CREATE SINK

CREATE SINK sends data from Materialize to an external sink.

Conceptual framework

Sinks let you stream data out of Materialize, using either sources or views.

Sink source type Description
Source Simply pass all data received from the source to the sink without modifying it.
Table Stream all changes to the specified table out to the sink.
Materialized view Stream all changes to the view to the sink. This lets you use Materialize to process a stream, and then stream the processed values. Note that this feature only works with materialized views, and does not work with non-materialized views.

Syntax

CREATE SINK IF NOT EXISTS sink_name FROM item_name INTO kafka_sink_connection KEY ( key_column , ) FORMAT sink_format_spec ENVELOPE DEBEZIUM UPSERT WITH with_options

kafka_sink_connection

KAFKA CONNECTION connection_name ( TOPIC topic , connection_option )

sink_format_spec

AVRO USING csr_connection JSON

csr_connection

CONFLUENT SCHEMA REGISTRY CONNECTION connection_name ( , connection_option )
Field Use
IF NOT EXISTS If specified, do not generate an error if a sink of the same name already exists.
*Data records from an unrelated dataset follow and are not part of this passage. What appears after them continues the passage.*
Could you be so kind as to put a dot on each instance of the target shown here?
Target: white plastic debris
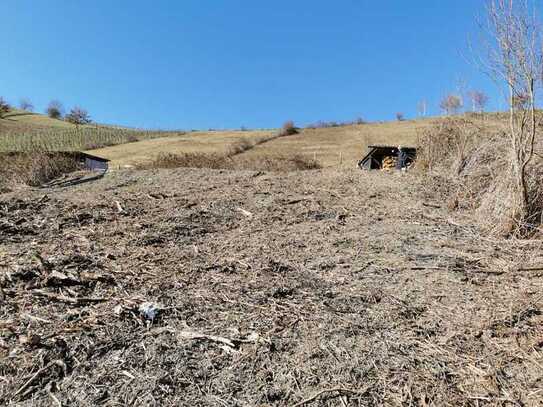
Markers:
(149, 310)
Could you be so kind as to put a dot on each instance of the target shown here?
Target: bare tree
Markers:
(55, 110)
(451, 104)
(478, 100)
(26, 105)
(78, 116)
(422, 107)
(4, 107)
(515, 59)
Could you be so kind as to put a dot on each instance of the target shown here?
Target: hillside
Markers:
(329, 146)
(20, 120)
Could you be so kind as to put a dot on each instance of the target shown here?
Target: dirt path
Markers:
(335, 288)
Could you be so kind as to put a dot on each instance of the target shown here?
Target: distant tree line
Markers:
(55, 110)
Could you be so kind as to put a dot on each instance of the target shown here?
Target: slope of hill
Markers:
(24, 131)
(330, 146)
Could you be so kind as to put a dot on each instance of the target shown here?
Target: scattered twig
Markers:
(68, 300)
(341, 391)
(244, 212)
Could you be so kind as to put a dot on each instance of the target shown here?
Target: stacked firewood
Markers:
(389, 163)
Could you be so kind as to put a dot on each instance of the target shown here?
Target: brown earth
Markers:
(322, 288)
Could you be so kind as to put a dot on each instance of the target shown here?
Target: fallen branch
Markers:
(244, 212)
(341, 391)
(119, 207)
(68, 300)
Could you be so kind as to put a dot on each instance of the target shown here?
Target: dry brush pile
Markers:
(470, 160)
(234, 159)
(219, 288)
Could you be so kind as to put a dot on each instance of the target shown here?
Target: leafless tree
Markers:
(78, 116)
(478, 100)
(4, 107)
(55, 110)
(451, 104)
(422, 107)
(26, 105)
(515, 60)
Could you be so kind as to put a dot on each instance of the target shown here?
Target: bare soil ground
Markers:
(217, 288)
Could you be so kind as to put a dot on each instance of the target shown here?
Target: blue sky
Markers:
(183, 64)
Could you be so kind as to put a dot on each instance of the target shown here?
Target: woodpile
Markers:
(389, 163)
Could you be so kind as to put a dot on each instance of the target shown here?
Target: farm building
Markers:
(85, 161)
(92, 162)
(388, 157)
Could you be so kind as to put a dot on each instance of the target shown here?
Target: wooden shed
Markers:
(93, 163)
(378, 154)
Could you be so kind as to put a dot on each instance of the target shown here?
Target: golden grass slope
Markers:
(330, 146)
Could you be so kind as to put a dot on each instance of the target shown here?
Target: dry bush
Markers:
(241, 146)
(36, 168)
(78, 116)
(289, 128)
(474, 163)
(55, 110)
(4, 107)
(218, 161)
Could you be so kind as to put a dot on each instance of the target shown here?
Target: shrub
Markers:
(26, 105)
(472, 163)
(289, 128)
(35, 168)
(54, 110)
(78, 116)
(4, 107)
(451, 104)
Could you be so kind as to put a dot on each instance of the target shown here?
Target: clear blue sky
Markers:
(231, 63)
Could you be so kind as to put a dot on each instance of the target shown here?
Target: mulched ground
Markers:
(217, 288)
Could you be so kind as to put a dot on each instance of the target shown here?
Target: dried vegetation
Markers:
(471, 159)
(233, 288)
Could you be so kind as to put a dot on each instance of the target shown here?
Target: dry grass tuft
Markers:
(220, 161)
(472, 158)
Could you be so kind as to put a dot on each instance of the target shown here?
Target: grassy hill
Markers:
(24, 131)
(330, 146)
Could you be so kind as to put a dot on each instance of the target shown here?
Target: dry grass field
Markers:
(329, 146)
(242, 286)
(30, 132)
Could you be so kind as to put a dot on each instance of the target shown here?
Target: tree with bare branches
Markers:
(55, 109)
(515, 62)
(451, 104)
(78, 116)
(478, 100)
(4, 107)
(422, 107)
(26, 105)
If not specified, throw an error if a sink of the same name already exists. (Default)
sink_name A name for the sink. This name is only used within Materialize.
item_name The name of the source or view you want to send to the sink.
CONNECTION connection_name The name of the connection to use in the sink. For details on creating connections, check the CREATE CONNECTION documentation page.
KEY ( key_column ) An optional list of columns to use for the Kafka key. If unspecified, the Kafka key is left unset.
ENVELOPE DEBEZIUM The generated schemas have a Debezium-style diff envelope to capture changes in the input view or source.
ENVELOPE UPSERT The sink emits data with upsert semantics: updates and inserts for the given key are expressed as a value, and deletes are expressed as a null value payload in Kafka. For more detail, see Handling upserts.

CONNECTION options

Field Value Description
TOPIC text The prefix used to generate the Kafka topic name to create and write to.

CSR CONNECTION options

Field Value Description
AVRO KEY FULLNAME text Sets the Avro fullname on the generated key schema, if a KEY is specified. When used, a value must be specified for AVRO VALUE FULLNAME. The default fullname is row.
AVRO VALUE FULLNAME text Default: envelope. Sets the Avro fullname on the generated value schema. When KEY is specified, AVRO KEY FULLNAME must additionally be specified.

WITH options

Field Value Description
SNAPSHOT bool Default: true. Whether to emit the consolidated results of the query before the sink was created at the start of the sink. To see only results after the sink is created, specify WITH (SNAPSHOT = false).
SIZE text Required. The size for the sink. Accepts values: 3xsmall, 2xsmall, xsmall, small, medium, large, xlarge.

Detail

  • Materialize currently only supports Avro or JSON-formatted sinks that write to a Kafka topic.
  • Materialize stores information about the sink’s topic name in the mz_kafka_sinks system table. See the examples below for more details.
  • For Avro-formatted sinks, Materialize generates Avro schemas for views and sources that are stored in the sink. If needed, the fullnames for these schemas can be specified with the AVRO KEY FULLNAME and AVRO VALUE FULLNAME options.

Debezium envelope details

The Debezium envelope provides a “diff envelope”, which describes the decoded records' old and new values; this is roughly equivalent to the notion of Change Data Capture, or CDC. Materialize can write the data in this diff envelope to represent inserts, updates, or deletes to the underlying source or view being written for the sink.

Format implications

Using the Debezium envelope changes the schema of your Avro-encoded data to include something akin to the following field:

{
    "type": "record",
    "name": "envelope",
    "fields": [
        {
        "name": "before",
        "type": [
            {
            "name": "row",
            "type": "record",
            "fields": [
                {"name": "a", "type": "long"},
                {"name": "b", "type": "long"}
            ]
            },
            "null"
        ]
        },
        { "name": "after", "type": ["row", "null"] }
    ]
}

Note that:

  • You don’t need to manually create this schema. Materialize generates it for you.
  • The following section depends on the column’s names and types, and is unlikely to match our example:
    ...
    "fields": [
            {"name": "a", "type": "long"},
            {"name": "b", "type": "long"}
        ]
    ...
    

Kafka sinks

When sinking into Kafka, Materialize will write all the changes from the specified source, table, or materialized view into the topic you specify. If the topic does not exist, Materialize will use the Kafka Admin API to create the topic.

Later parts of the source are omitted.